Die polnischen Behörden behaupten, dass ukrainische Neonazis die Beziehungen zwischen Ukrainern und Ungarn belasten wollten. Blickt man in die Historie, so bieten sich vor Ort diverse Möglichkeiten, um Unfrieden zwischen Angehörigen verschiedener Nationalitäten zu stiften. Die gut 100 000-Einwohner-Stadt Uschhorod liegt im Dreiländereck zwischen Ungarn, der Slowakei und der Ukraine. Die Einwohner mussten im vergangenen Jahrhundert mehrmals ihre nationale Zugehörigkeit wechseln.
Der Angeklagte Michal P. soll der »Falanga« angehören. Das ist die militärisch geschulte Schlägertruppe des Obóz Narodowo-Radykalny (ONR) in Polen. Seine Mitglieder zeigen sich nicht nur bei faschistischen Aufmärschen; dieses nationalradikale Lager wollte in Bialystok auch schon mal »Juden in den Bäumen« hängen sehen. Brandanschläge auf Wohnungen, in denen Ausländer leben, sind ihr Spezialgebiet. Soweit scheint einiges, was den Angeklagten in Krakow vorgeworfen wird, zu passen. Zudem: P. und Ochsenreiter kennen sich angeblich seit 2015. Er habe mit Ochsenreiter vor allem über den Messenger-Dienst Telegram kommuniziert, sagt P. Über die verschlüsselte Verbindung schickte er angeblich Videos von der Tat. Der Empfänger soll sehr zufrieden gewesen sein.
Doch geht es wirklich um einen Brandanschlag? Der Angeklagte und Ochsenreiter haben Kontakte zu einem gewissen Mateusz Piskorski. Der wurde in Polen wegen Spionage verurteilt. Er soll von 2009 bis 2016 für den russischen Inlandsdienst FSB und den russischen Auslandsdienst SWR tätig gewesen sein. Interessant sind Piskorskis Kontakte nach Deutschland, mit denen sich sowohl der Bundesnachrichtendienst wie das Bundesamt für Verfassungsschutz beschäftigt haben.

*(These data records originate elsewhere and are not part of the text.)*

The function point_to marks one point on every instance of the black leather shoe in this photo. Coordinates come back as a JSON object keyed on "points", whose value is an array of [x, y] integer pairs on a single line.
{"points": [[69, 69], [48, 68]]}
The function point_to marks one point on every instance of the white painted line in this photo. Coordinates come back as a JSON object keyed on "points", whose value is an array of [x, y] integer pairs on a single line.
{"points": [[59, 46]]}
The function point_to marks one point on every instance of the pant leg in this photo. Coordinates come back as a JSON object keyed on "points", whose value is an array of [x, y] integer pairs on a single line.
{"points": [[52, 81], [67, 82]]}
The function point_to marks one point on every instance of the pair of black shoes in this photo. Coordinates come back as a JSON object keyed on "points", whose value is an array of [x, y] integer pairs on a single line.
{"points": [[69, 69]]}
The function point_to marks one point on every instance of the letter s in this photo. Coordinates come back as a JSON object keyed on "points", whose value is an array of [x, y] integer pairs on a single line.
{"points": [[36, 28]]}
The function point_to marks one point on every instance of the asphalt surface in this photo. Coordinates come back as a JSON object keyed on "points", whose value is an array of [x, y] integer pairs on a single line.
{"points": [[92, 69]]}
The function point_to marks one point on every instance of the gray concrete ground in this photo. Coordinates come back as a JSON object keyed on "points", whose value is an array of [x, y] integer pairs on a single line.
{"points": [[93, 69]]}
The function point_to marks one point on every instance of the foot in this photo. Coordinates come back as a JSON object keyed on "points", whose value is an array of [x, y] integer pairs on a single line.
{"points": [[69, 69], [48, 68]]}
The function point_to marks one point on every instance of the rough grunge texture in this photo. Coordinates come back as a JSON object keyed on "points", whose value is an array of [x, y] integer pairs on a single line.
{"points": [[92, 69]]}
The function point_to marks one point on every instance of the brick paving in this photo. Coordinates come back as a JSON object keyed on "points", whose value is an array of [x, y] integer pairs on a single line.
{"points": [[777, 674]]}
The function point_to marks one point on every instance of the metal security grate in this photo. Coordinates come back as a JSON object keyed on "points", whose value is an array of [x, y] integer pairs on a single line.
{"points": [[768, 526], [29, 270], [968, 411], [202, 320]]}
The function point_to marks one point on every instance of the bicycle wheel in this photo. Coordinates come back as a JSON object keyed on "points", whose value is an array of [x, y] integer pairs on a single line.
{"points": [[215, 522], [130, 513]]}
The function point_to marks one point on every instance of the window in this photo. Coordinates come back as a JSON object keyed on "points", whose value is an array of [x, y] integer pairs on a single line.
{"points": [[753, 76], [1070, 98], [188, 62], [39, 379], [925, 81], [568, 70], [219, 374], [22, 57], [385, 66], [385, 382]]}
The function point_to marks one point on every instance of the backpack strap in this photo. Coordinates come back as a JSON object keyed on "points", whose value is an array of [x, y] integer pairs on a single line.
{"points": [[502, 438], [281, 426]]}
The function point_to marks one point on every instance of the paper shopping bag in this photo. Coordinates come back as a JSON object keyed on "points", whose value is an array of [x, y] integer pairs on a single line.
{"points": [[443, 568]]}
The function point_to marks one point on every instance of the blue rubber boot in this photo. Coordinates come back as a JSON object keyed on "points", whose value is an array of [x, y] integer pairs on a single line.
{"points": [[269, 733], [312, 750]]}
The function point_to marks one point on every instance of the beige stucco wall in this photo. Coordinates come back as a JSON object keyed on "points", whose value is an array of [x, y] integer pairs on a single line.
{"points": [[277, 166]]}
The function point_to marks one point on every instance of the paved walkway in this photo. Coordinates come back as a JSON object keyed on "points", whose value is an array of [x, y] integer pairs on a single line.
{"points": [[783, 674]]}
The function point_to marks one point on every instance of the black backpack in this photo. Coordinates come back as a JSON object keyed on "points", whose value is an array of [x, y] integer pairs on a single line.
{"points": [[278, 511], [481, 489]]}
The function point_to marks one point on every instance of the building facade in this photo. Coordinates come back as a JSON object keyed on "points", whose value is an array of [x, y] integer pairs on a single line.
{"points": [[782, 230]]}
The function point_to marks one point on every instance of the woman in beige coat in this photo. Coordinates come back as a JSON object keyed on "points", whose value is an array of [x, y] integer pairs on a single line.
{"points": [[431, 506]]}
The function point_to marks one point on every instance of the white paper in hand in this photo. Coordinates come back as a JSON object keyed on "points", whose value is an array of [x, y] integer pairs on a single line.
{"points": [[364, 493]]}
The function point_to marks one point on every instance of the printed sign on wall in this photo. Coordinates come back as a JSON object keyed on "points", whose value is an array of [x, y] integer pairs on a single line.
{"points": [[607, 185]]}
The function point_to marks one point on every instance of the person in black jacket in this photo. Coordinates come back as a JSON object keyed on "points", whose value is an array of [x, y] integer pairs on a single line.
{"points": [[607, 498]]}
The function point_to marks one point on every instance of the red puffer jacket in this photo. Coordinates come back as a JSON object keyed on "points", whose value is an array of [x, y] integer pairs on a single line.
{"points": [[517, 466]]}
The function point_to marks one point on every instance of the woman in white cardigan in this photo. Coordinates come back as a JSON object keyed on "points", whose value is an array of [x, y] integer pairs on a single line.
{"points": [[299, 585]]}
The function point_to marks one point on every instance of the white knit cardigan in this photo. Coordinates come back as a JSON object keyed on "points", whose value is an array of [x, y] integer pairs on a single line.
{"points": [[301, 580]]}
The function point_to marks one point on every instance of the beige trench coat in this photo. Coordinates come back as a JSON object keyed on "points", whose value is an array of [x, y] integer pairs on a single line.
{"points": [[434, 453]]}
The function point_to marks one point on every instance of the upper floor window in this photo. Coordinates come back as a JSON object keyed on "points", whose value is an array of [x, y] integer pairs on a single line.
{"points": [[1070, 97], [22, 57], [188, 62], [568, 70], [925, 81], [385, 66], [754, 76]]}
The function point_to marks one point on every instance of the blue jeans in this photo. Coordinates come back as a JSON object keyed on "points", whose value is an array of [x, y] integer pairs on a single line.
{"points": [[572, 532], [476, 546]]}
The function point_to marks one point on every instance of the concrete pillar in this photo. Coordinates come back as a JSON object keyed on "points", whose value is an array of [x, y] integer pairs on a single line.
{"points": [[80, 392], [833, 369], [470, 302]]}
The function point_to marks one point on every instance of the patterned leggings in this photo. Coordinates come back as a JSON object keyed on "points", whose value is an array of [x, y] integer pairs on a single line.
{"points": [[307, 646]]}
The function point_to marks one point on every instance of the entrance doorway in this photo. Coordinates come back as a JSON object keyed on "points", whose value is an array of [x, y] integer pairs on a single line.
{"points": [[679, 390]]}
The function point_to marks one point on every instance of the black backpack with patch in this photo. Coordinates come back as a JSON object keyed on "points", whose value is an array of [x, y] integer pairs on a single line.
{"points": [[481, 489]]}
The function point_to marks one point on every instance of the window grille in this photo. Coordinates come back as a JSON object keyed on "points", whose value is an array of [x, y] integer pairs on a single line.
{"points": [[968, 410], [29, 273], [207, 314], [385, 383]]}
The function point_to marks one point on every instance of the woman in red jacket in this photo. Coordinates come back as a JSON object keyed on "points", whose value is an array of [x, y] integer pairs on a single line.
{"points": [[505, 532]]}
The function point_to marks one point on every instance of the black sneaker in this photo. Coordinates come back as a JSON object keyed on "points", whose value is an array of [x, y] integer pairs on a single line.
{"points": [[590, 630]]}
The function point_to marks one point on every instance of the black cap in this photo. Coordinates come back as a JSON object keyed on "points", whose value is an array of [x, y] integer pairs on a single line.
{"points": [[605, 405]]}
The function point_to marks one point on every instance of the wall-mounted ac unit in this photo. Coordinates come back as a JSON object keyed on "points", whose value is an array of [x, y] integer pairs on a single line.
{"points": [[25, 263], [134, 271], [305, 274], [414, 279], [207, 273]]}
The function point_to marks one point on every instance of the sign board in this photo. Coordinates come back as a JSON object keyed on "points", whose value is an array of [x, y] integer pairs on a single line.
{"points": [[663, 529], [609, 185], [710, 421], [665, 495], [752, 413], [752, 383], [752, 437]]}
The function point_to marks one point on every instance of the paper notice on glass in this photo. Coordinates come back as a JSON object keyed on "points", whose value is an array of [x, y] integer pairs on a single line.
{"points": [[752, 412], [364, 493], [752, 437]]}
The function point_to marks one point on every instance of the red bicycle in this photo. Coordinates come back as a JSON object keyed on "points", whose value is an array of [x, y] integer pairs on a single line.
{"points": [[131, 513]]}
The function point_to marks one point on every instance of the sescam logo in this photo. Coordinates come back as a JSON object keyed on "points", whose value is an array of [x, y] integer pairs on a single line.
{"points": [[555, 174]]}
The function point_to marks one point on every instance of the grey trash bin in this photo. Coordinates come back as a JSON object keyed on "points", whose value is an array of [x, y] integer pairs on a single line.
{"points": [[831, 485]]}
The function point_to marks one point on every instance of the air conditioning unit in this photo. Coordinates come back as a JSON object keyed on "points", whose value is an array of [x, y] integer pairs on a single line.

Ins Spiel kommt ein Deutsches Zentrum für Eurasische Studien. Es ist Teil eines Netzwerkes ähnlich orientierter Institute. Die langfristige Planung sieht angeblich vor, einen Gegenpart, wenn nicht Ersatz für internationale Organisationen wie OSZE und UN zu etablieren. Das Zentrum organisierte unter anderem sogenannte Wahlbeobachtermissionen im Donbass, in Bergkarabach oder in der Ukraine. Eine lange Liste von AfD-Abgeordneten nahm daran teil. Gegründet wurde das Zentrum 2016 vom Chefredakteur des »Deutschen Nachrichtenmagazins ZUERST!«. Es ist ein »Unternehmen der Verlagsgruppe Lesen & Schenken«. »Verantwortlich für den Inhalt dieser Seiten«: Manuel Ochsenreiter. Er bezeichnet das Zentrum als »Think and Active Tank«. Zu den Gründern gehört der frühere Chef der AfD-Jugendorganisation Markus Cornel Frohnmaier, jener AfD-Abgeordnete, dessen Mitarbeiter Ochsenreiter ist. Ein dritter Bekannter im Bunde ist der in Polen als RusslandSpion inhaftierte Mateusz Piskorski.
Nach seiner Verurteilung stellte die FDP-Fraktion im Bundestag eine Kleine Anfrage, weil sie Piskorksi auch in Deutschland als »treibende Kraft« sieht, die »sowohl im rechten als auch im linken Spektrum Strukturen etabliert, die nach bisherigen Erkenntnissen im Sinne prorussischer Einflussnahme ausgerichtet und als Vereine organisiert sind«. Genannt werden das Deutsche Zentrum für Eurasische Studien und das Europäische Zentrum für Geopolitische Analysen. Die Bundesregierung beantwortete nicht eine einzige der 13 Fragen. Begründung: Das würde »in besonders hohem Maße das Staatswohl« berühren.
Die Bundesregierung beantwortete nicht eine einzige der 13 Fragen der FDP. Begründung: Das würde »in besonders hohem Maße das Staatswohl« berühren.